Jogo Sujo

Presidente do CNI e diretor do Sesi são acusados de desviar verbas do Ministério do Turismo em Alagoas

MPF Alagoas

O Ministério Público Federal (MPF) denunciou oito pessoas por fraudarem verbas federais oriundas de convênios firmados pelo Ministério do Turismo e pelo Serviço Social da Indústria (Sesi) com entidades e empresas para promoção de eventos culturais no estado de Alagoas. Os denunciados são acusados de desviar R$ 2,2 milhões do projeto Relix Alagoas 2016. O caso está sob responsabilidade da procuradora da República Silvia Regina Pontes Lopes.

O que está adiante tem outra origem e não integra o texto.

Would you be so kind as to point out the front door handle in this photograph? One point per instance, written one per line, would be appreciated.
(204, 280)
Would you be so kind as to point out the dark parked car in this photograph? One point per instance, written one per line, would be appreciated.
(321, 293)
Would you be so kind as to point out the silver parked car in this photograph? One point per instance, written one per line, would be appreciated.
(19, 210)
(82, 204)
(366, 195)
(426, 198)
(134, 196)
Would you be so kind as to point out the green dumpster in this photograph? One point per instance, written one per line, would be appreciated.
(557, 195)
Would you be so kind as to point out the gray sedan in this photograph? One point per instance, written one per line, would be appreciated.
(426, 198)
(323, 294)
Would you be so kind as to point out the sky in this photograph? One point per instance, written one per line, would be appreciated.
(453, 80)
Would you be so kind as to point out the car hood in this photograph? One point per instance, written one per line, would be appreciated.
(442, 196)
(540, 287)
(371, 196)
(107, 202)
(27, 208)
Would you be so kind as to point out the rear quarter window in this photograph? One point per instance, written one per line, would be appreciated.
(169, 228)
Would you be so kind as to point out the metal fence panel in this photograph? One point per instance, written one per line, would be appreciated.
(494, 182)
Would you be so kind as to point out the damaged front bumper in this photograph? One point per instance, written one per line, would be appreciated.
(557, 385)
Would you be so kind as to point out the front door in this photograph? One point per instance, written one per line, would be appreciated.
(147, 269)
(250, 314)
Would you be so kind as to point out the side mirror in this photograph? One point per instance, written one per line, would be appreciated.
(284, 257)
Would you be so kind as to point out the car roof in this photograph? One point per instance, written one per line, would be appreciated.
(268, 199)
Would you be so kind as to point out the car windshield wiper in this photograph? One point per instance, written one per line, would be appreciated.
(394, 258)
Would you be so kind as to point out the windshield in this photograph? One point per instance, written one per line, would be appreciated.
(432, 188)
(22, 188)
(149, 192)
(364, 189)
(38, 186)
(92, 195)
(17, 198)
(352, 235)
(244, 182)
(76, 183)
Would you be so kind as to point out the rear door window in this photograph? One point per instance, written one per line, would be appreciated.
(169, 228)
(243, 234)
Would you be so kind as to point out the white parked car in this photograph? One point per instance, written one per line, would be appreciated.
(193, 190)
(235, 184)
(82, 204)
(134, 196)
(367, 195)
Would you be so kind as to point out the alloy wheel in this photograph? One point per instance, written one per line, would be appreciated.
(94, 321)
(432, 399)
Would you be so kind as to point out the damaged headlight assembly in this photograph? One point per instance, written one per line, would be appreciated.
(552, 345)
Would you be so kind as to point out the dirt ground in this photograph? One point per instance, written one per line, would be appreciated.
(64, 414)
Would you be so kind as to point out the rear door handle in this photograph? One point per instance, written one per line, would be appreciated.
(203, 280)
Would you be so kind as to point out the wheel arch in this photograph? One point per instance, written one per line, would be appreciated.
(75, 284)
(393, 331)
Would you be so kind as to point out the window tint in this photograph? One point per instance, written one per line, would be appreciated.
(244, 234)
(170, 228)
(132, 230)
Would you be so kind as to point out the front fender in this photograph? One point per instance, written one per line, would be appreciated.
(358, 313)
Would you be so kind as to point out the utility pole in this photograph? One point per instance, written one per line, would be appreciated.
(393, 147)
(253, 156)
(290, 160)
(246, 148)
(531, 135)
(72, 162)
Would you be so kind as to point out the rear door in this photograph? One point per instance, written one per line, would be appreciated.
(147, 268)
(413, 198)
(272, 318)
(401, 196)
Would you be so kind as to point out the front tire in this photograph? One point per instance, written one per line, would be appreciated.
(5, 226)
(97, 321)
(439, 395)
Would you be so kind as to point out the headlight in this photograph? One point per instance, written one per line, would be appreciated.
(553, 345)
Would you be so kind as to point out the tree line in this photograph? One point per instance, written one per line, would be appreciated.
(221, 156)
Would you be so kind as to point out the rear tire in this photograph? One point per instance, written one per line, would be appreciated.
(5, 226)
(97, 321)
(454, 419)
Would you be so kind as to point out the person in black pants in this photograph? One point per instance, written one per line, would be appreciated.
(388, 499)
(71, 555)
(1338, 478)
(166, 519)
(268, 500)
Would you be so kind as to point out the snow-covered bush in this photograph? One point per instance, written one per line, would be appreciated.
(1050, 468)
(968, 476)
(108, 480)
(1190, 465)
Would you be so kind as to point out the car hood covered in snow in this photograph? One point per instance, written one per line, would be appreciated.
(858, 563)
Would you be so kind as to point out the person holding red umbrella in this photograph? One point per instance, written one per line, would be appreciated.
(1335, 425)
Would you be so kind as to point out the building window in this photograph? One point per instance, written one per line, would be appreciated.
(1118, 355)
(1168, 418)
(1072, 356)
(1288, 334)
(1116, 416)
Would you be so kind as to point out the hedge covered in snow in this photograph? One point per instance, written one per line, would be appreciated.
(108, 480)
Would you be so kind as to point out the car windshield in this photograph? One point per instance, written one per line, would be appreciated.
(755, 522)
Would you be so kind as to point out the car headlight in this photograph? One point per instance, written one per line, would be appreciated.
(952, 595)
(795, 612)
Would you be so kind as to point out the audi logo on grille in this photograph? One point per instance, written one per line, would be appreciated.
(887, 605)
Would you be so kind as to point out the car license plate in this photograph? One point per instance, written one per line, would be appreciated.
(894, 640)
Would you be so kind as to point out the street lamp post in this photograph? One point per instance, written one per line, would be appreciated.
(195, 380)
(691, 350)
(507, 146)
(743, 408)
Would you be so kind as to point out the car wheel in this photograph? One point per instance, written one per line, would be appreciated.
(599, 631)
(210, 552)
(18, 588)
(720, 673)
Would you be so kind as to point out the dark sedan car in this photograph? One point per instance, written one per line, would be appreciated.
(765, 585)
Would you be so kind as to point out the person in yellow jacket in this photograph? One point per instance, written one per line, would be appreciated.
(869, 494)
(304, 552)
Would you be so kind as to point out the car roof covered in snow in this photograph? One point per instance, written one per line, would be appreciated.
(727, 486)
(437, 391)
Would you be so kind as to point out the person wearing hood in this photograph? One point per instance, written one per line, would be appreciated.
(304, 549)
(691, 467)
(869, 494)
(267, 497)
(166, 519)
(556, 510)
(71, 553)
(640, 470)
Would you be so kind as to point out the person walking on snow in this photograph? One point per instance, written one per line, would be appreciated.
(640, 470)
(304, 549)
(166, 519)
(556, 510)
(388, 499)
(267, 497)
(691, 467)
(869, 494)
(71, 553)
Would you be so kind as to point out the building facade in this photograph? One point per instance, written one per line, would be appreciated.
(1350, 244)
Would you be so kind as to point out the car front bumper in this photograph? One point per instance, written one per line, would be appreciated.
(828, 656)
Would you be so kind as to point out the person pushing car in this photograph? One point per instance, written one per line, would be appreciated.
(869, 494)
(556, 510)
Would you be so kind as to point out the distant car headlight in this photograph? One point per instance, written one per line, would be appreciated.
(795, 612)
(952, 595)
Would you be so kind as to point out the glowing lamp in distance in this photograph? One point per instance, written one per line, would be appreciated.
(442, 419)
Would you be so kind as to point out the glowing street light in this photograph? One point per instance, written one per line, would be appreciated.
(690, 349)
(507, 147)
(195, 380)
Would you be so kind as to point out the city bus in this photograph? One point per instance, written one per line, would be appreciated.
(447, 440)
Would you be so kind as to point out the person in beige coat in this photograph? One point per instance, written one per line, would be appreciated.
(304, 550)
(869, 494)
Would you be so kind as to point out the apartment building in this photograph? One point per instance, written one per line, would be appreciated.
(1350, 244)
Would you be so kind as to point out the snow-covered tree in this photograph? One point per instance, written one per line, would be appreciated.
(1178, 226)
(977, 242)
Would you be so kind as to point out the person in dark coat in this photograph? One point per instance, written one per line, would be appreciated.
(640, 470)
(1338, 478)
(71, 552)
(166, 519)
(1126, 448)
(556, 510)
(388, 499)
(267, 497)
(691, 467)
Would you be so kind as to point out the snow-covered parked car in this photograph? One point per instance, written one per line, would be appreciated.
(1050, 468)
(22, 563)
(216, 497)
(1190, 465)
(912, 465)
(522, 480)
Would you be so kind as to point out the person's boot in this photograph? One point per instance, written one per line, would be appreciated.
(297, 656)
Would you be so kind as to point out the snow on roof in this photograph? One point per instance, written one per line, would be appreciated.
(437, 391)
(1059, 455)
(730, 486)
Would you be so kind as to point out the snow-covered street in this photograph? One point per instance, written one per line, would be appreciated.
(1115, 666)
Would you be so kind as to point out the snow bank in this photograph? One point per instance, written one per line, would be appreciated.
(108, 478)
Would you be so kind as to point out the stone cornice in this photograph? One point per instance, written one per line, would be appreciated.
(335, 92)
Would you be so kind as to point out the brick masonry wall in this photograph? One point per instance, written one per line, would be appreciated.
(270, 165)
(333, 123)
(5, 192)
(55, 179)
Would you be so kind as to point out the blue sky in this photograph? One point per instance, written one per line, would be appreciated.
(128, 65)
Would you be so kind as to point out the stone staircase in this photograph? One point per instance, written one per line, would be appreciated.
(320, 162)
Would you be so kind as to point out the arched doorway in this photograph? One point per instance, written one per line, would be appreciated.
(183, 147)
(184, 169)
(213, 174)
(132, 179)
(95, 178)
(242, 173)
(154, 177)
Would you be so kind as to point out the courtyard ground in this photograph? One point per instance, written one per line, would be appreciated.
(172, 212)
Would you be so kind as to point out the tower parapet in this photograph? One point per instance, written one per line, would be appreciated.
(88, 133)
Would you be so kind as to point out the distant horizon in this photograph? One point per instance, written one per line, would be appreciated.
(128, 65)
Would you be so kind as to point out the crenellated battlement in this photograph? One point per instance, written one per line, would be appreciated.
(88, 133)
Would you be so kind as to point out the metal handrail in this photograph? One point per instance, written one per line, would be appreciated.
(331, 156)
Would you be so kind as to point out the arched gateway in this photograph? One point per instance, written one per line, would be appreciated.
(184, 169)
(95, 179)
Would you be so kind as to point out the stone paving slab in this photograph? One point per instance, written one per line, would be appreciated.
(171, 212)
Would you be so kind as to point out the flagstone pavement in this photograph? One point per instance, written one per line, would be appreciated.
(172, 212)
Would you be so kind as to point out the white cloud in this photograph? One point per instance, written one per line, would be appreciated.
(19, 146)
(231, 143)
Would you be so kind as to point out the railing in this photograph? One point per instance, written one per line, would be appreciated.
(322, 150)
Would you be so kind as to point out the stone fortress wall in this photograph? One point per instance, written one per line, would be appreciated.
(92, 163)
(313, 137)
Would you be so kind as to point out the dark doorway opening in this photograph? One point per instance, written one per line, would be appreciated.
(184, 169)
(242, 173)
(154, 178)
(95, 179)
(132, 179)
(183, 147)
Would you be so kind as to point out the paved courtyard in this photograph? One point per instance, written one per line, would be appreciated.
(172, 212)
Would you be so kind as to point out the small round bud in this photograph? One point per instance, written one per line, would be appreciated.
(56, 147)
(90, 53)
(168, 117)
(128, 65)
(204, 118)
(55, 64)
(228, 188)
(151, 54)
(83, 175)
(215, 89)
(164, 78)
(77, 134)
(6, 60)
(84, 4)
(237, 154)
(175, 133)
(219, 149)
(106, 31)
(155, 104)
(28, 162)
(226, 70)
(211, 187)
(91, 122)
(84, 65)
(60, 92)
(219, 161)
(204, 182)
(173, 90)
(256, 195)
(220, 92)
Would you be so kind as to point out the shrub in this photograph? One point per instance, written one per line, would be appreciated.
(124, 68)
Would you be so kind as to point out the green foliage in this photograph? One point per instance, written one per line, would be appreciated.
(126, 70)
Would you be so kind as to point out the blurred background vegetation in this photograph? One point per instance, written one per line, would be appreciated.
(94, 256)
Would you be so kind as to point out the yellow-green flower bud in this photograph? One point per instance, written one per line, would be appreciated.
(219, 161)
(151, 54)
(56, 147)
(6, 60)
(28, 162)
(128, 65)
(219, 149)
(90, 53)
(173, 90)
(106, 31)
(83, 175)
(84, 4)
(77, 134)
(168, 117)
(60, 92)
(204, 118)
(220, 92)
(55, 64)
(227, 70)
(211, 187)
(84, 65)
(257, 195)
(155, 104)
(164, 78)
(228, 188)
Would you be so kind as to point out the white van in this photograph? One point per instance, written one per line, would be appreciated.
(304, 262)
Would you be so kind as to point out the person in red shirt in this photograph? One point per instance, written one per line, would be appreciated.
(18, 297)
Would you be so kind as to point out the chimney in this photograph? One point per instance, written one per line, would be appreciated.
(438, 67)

São acusados do crime de peculato o presidente da Confederação Nacional da Indústrica (CNI) e diretor do Departamento Nacional do Sesi , Robson Braga de Andrade, e o diretor Regional do Sesi em Alagoas, José Carlos Lyra de Andrade. Os outros denunciados são os diretores do Instituto Origami, Hebron Costa Cruz de Oliveira e Romero Neves Silveira Souza Filho; os administradores da Aliança Comunicação e Cultura, Luiz Otávio Gomes Vieira da Silva e Lina Rosa Gomes Vieira da Silva; o administrador da Alto Impacto Entretenimento, Luiz Antônio Gomes Vieira da Silva, bem o então secretário de Meio Ambiente de Pernambuco, Sérgio Luís de Carvalho Xavier, que também é empresário.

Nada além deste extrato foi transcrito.